La santé est un droit fondamental. Pourtant, l’accès aux soins devient un fardeau pour beaucoup. La Mutualité Française alerte sur la flambée des prix des complémentaires santé : une augmentation de 14,5% en seulement deux ans. Cette dépense est de plus en plus difficile à assumer pour les ménages, déjà pénalisés par l’inflation.
Le décryptage des dépenses
En moyenne, un Français dépense 3 475€ par an pour ses frais de santé. La Sécurité Sociale, pilier de notre système de santé, en rembourse 2 765€. Les complémentaires santé, elles, interviennent pour 439€, laissant un reste à charge de 250€ selon un rapport du Sénat publié en 2024. Ce reste à charge, bien que modeste, pèse lourd sur les budgets, surtout pour les familles, les retraités et les personnes atteintes de maladies chroniques. Il peut contraindre à renoncer à des soins, faute de moyens suffisants.
Le prix d’une complémentaire santé varie en fonction de l’âge, du sexe, du lieu de résidence et du niveau de couverture. Une complémentaire individuelle coûte en moyenne 97€ par mois, mais ce prix grimpe à 133€ pour un senior. Les femmes paient en général moins cher que les hommes (90€ contre 105€). Des disparités régionales existent également, avec des cotisations plus élevées en Île-de-France (99€) qu’en Bretagne (88€). Les familles, quant à elles, bénéficient d’une mutualisation des coûts quand le nombre d’enfants augmente.

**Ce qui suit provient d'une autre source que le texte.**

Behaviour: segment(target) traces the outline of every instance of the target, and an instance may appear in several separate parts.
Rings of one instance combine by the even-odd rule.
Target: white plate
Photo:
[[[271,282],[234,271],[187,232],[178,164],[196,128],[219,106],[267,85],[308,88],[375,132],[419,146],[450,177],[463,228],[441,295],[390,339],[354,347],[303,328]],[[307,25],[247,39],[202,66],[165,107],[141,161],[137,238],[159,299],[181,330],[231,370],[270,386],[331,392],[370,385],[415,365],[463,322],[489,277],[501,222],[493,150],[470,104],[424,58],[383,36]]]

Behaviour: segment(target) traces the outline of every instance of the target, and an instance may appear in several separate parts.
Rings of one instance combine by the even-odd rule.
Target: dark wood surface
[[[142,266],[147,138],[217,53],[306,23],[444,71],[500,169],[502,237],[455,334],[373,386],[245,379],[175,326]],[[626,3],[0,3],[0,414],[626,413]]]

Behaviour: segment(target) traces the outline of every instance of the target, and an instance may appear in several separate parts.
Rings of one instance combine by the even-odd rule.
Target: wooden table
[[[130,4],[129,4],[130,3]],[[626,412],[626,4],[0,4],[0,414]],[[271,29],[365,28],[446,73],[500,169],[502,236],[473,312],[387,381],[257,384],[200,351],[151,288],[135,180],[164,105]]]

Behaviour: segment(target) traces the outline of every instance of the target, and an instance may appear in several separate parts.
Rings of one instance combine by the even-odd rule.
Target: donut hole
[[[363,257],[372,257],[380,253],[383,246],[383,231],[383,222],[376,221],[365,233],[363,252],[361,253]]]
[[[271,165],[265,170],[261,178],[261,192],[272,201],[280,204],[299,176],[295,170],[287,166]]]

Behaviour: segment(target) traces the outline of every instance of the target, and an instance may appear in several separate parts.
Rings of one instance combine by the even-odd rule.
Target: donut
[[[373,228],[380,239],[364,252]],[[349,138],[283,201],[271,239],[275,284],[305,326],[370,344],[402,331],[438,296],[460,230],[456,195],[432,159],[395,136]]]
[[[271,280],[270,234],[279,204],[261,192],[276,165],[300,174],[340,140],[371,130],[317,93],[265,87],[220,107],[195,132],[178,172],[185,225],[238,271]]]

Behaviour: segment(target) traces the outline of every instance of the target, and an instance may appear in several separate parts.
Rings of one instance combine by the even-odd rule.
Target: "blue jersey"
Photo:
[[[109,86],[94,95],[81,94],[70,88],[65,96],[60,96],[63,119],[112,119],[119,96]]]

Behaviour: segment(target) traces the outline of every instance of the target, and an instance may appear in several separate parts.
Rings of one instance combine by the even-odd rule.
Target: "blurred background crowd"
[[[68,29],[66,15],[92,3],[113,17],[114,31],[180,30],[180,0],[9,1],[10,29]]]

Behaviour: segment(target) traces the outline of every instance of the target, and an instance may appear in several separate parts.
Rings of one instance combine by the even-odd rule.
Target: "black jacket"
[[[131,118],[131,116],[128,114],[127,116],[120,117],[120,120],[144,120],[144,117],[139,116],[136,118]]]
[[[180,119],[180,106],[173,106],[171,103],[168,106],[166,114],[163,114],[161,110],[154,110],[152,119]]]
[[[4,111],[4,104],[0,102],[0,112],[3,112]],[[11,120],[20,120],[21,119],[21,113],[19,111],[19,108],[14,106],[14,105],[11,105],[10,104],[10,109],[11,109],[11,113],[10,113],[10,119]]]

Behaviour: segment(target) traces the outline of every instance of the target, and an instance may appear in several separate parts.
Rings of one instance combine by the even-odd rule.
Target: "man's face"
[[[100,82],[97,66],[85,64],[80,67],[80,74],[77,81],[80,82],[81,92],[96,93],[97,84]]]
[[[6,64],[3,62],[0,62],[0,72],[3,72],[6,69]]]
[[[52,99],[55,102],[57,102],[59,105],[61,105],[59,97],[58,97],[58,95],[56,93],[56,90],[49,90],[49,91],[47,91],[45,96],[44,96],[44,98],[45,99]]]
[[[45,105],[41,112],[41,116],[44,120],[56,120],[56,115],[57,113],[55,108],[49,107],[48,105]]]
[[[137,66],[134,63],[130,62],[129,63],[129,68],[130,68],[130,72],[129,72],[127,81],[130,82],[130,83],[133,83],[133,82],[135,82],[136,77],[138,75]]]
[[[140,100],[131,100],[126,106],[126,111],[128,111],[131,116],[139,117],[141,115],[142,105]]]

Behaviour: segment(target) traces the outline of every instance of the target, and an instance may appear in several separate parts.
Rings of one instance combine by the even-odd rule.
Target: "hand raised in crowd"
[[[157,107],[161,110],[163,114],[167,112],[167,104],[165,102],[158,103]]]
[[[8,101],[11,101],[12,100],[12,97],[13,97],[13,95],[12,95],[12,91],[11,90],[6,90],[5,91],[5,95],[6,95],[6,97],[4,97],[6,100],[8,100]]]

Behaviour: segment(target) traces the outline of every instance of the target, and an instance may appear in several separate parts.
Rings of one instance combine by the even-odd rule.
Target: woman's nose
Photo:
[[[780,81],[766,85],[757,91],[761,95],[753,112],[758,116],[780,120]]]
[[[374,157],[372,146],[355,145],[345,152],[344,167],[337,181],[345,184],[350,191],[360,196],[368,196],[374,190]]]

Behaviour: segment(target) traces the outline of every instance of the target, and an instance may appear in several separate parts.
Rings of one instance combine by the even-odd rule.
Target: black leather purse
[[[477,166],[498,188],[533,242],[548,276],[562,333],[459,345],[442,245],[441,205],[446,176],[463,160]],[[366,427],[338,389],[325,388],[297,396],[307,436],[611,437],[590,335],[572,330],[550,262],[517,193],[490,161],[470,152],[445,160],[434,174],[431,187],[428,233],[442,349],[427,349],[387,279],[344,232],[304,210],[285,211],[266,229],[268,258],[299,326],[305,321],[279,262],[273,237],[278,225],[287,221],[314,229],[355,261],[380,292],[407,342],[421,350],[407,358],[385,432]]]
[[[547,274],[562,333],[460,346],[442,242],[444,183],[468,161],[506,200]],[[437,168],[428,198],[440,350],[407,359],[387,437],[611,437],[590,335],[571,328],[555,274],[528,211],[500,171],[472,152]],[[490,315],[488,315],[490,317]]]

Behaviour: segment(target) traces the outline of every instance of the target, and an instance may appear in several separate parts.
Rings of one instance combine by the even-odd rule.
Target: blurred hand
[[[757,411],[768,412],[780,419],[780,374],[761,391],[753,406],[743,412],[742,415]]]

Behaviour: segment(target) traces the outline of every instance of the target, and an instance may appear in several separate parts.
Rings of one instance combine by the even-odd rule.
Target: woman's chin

Enfin, l’offre des complémentaires est devenue d’une complexité déconcertante, avec une multitude de formules, d’options et de garanties exprimées fréquemment en pourcentage du plafond de la Sécurité Sociale, rendant toute comparaison en euros difficile.
Pourquoi cette inflation des tarifs ?
Plusieurs facteurs expliquent cette envolée des prix. Tout d’abord, les dépenses remboursées par les complémentaires ont connu une augmentation sensible ces dernières années (+6,4% en 2023, +4,3% en 2022), dépassant largement l’inflation.
Cette hausse est due en partie au vieillissement de la population, qui engendre une augmentation des dépenses de santé. Les progrès technologiques, bien que bénéfiques, ont un coût élevé. Mais surtout, l’État a progressivement transféré une part croissante des dépenses de santé vers les complémentaires, afin de soulager le budget de la Sécurité sociale, structurellement déficitaire.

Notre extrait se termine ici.